Clarissa Campolina A cena com esta imagem e som foi muito pensada no Brasil atual em como estamos tão na correria do dia a dia que fica difícil parar e reivindicar coisas que são óbvias. Tem um jeito tão rápido com que a cidade e o mundo se movem e a sociedade se comunica via redes que gera um estado de insatisfação.  

Mônica Maria – É bonito relembrar esta cena porque ela mostra também como muita gente evita a transformação. Essa dificuldade de lidar com o que não é estático está presente tanto na geração mais velha como também na mais atual. Nada, porém, é fixo. Nada se sustenta por tanto tempo. Tudo precisa ser revisto e melhorado. 

Cine Set – Clarissa, uma sequência interessante de “Canção ao Longe” trata sobre a conversa de um grupo de mulheres em que uma delas está grávida e há um debate sobre a maternidade, especialmente, solo no caso dela. Gostaria que você falasse deste momento, do que ele representa até por conta de uma entrevista para o blog Colab da PUC Minas, em que você disse que “Canção ao Longe” surge em meio a inquietações pessoas sobre conceitos, modelos de família durante a sua gravidez. Sobre o mesmo momento, gostaria de ouvir a Monica sobre a visão da personagem dela que parece repensar a visão dela após o posicionamento de uma colega.  

Clarissa Campolina Quem faz a personagem é a co-roteirista, a Sarah Pinheiro, que estava realmente grávida. O pai, inclusive, faz o som do filme e, curiosamente, é paraguaio. Esta cena traz um frescor e um novo olhar sobre o que a mãe da protagonista viveu de alguma forma, pois, ela foi abandonada pelo marido quando a Jimena tinha 7 anos.  

A sequência apresenta uma outra forma de família e possibilidade de ser mãe. Quando a perspectiva se torna da amiga, a Jimena acaba tendo uma percepção diferente. Sinto que ela não deseja condenar o pai nem se vitimizar por uma situação que está acontecendo, mas, todas aquelas questões a fazem pensar sobre a vida.
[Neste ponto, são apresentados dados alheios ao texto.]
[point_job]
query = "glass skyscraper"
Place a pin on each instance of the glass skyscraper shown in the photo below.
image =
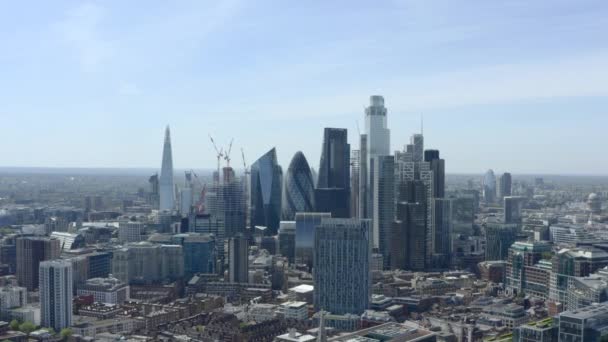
(333, 184)
(166, 187)
(266, 192)
(305, 238)
(489, 187)
(299, 191)
(341, 271)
Isso acontece neste trecho e também ao ver o Emílio com o filho. 

Ah, e outra curiosidade é que todas as demais mulheres da cena são amigas da Mônica. 

Mônica Maria Foi realmente um frescor esta cena por ter muito improviso. Tudo o que a a minha personagem fala ali veio da minha cabeça. Eu não consegui ser a Jimena totalmente pelo fato de estar rodeada das minhas amigas. Isso gerou um pouco de tensão para mim. Ainda assim acho que a Jimena buscava não procurar vilões e sim deixar claro que tudo ficaria bem. 

Cine Set – O cinema mineiro vive um boom impressionante nos últimos anos, muito por conta do trabalho da Filmes de Plástico e da Anavilhana. Vocês conseguem encontrar características que definam a produção do Estado?  

Clarissa Campolina – Tem a Filmes de Plástico, a Anavilha, o João Dumans e Affonso Uchoa, Fernanda Salgado, Larissa Barbosa, Paula Santos, Marcos Pimentel… São muitas pessoas. 

Acredito que essa diversidade seja a grande força do cinema mineiro. Existe interesses e formas de filmar diferentes. Sinto ainda que existe também um recurso estético e de linguagem na nossa produção, muito disso proveniente por agregar profissionais de outros setores artísticos ao audiovisual.  

Era interessante demais em “Canção ao Longe” estar ao lado da Mônica e vice-versa. Estas trocas ficam visíveis no filme em um traço anterior à linguagem. Rio de Janeiro e São Paulo continuam dominando os recursos financeiros, mas, temos aqui o recurso dos afetos.